Your task in this project is to work with a team of data scientists and solve a problem based on a given dataset for an organization.  There are three datasets available for this project. These datasets are described at the end. You will have to choose only one of the dataset for analysis for your project. Your team will consist of up to a maximum of 2 students and each team will submit one project report. In your project, you will perform the following steps on the selected dataset:

 

1.     Data Preparation.

2.     Predictive Modeling/Classification:

a.     Classification using Decision Tree.

b.     Classification using Naive Bayes.

c.     Compare the results of the 2 techniques on original and filtered data.

3.     Conclusions and Recommendations

  

Describe your results in your project report for each of the above steps. These steps are further explained in the sections below. You can use any tool of your choice for this project, such as SAS, Python, R, Weka, etc. Note that the final project report to be submitted will not include any information about code or the tools (specially no screenshots of tools) but the actual results and description of the analysis in the form of text, tables and charts. 

Data Preparation 
The first and foremost step of data mining process is to understand the data and identify the research question(s).  Below are some suggestions to explore and understand datasets:

 Look at the attribute type; e.g., nominal, ordinal or quantitative.

 Find any missing values.

 Find max, min, mean and standard deviation of attributes.

 Determine any outlier values (records) for each of the attributes or attributes under consideration (min, max, std. dev, scatter plots, box plots or others can be used).

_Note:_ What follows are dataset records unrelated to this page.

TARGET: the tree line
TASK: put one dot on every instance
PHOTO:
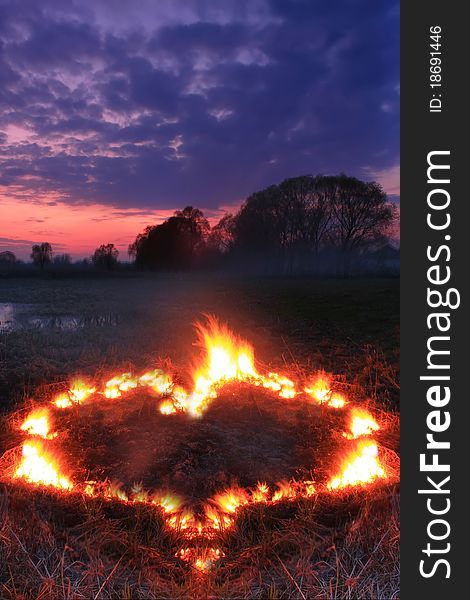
(309, 224)
(304, 225)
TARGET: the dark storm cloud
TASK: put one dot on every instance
(194, 102)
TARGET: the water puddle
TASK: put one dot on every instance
(15, 316)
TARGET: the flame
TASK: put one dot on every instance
(260, 493)
(361, 423)
(38, 423)
(361, 466)
(337, 401)
(230, 500)
(217, 519)
(169, 503)
(227, 358)
(78, 392)
(320, 388)
(167, 407)
(285, 491)
(62, 401)
(202, 560)
(38, 467)
(113, 490)
(121, 383)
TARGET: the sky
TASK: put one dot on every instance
(115, 113)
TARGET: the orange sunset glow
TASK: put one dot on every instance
(74, 229)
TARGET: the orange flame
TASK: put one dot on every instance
(38, 467)
(361, 466)
(38, 423)
(260, 493)
(361, 423)
(320, 390)
(78, 392)
(230, 500)
(285, 490)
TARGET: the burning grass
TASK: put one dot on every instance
(279, 490)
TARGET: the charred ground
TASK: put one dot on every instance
(327, 547)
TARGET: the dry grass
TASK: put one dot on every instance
(343, 545)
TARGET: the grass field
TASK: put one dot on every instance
(345, 547)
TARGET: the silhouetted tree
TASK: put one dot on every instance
(105, 257)
(285, 227)
(361, 216)
(175, 243)
(7, 257)
(62, 260)
(41, 254)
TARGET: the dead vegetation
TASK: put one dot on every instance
(332, 546)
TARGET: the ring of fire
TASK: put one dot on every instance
(227, 359)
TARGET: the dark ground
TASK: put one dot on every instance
(340, 546)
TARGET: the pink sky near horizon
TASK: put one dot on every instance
(75, 229)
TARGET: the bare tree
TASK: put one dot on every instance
(361, 214)
(41, 254)
(105, 257)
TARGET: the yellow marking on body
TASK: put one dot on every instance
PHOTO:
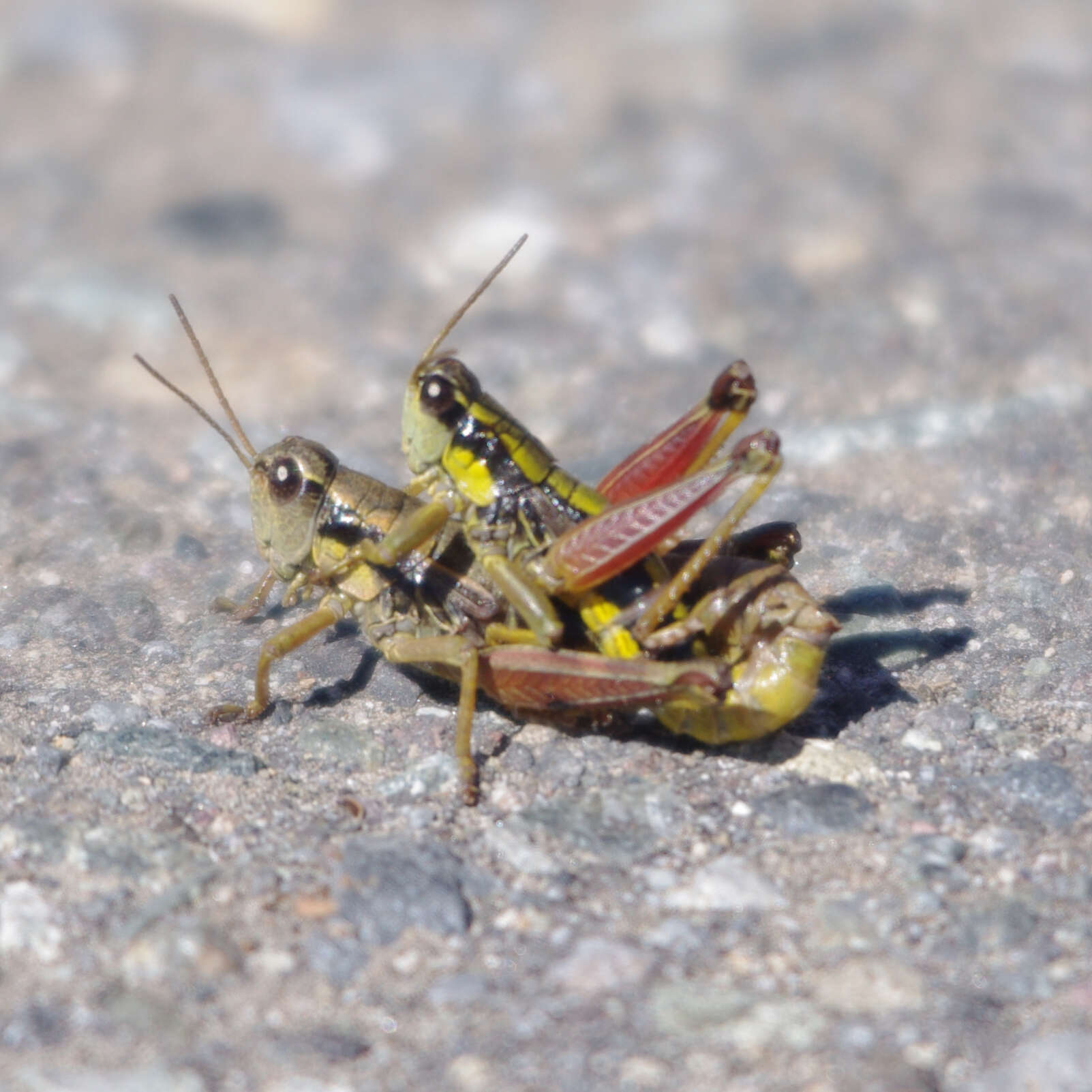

 Analyze the distribution of numeric attributes (normal or other). Plot histograms for attributes of concern and analyze whether they have any influence on the class attribute.

 Which attributes seem to be correlated? Which attributes seem to be most linked to the class attribute?.

 Which attributes do you think can be eliminated or included in the analysis? This can be a subjective decision or an objective decision based on a statistical method.   

 Determine whether the dataset has an imbalanced class distribution (same proportion of records of different types or not) and do you need to balance the dataset.

 Determine whether you need to handle missing values or transform any attributes (e.g., by normalizing the attributes, discretizing numeric attributes to categorical attributes, etc.).  

 

Note that it is not necessary to perform all of the above steps, you can decide to perform one or more steps as you deem appropriate. For example, if you judge that there are no outliers in a dataset then you do not need to apply any method to remove outliers. Similarly, if there are no missing values then there is no technique needed to fix them, or avoid any step that is too difficult to implement for you. Finally, describe your findings for data preparation in your report.

  

Predictive Modeling (Classification) 
 Apply the classification algorithms, Decision Tree and Naïve Bayes, which you studied in the course on your dataset after data preparation phase.  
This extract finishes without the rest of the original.